The music matched the words and visuals. Iyer set the stage with a simple binary chord, a distant star against an obsidian sky. From time to time, the group improvisation became more programmatic – rushing water imagery and a sudden gust off a Swiss lake, for example. The most harrowing moment was when Cole related visiting the site of the 1963 Birmingham church bombing and referenced both McCoy Tyner and Jimmy Garrison’s roles in John Coltrane’s classic elegy for the victims, Alabama. Iyer and then Oh both quoted Coltrane’s pianist and bassist briefly – Oh’s sudden, frantic downward cascade might have been the night’s most stunning moment.
There were many others. Iyer began by working uneasy harmonies against a central tone, raga style, eventually building a Satie-esque menace while Brennan bowed her bells. As the night went on, Oh became more present, whether with an unexpected, circling series of harmonics that evoked Stephan Crump, or spare, emphatic accents moving with a slow but immutable defiance away from the center.

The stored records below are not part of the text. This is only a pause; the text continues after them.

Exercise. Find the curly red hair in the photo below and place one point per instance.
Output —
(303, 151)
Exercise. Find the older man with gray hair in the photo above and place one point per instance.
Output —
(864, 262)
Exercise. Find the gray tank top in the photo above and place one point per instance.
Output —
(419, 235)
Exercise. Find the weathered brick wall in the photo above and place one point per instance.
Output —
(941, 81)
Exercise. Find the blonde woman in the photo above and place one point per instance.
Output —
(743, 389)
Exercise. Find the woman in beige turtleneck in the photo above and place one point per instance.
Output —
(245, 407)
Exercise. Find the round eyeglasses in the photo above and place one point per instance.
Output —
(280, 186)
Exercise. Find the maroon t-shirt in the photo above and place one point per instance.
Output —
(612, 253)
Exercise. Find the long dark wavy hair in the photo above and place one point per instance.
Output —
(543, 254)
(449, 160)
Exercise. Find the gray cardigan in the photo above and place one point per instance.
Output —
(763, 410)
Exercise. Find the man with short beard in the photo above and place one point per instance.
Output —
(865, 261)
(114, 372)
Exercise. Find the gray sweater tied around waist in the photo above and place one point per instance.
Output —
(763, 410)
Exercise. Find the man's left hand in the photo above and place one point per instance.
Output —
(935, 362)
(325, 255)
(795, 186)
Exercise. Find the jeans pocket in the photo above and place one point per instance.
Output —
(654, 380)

Brennan took the lead when Iyer went into Lynchian soundtrack mode, adding shivery chromatic phrases over macabre piano allusions that Iyer quickly embellished so as to keep the suspense from ever reaching any kind of resolution. The three finally reached toward closure with a concluding requiem, but even there the gloom didn’t lift. Earlier, Cole recalled a medieval painting that depicts Agamemnon offering his daughter as a sacrifice to the gods so that he could start a war with Troy: the anguished tyrant has his back to the viewer, unable to face what he’s just done. These days it looks more and more like the House of Atreus is us.
Iyer plays Tanglewood on July 13 with violinist Jennifer Koh. The next jazz event at National Sawdust – always a pleasure to visit and revel in the exquisite sonics there – is on August 30 at 7 PM with perennially unpredictable guitar luminary Mary Halvorson; advance tix are $25.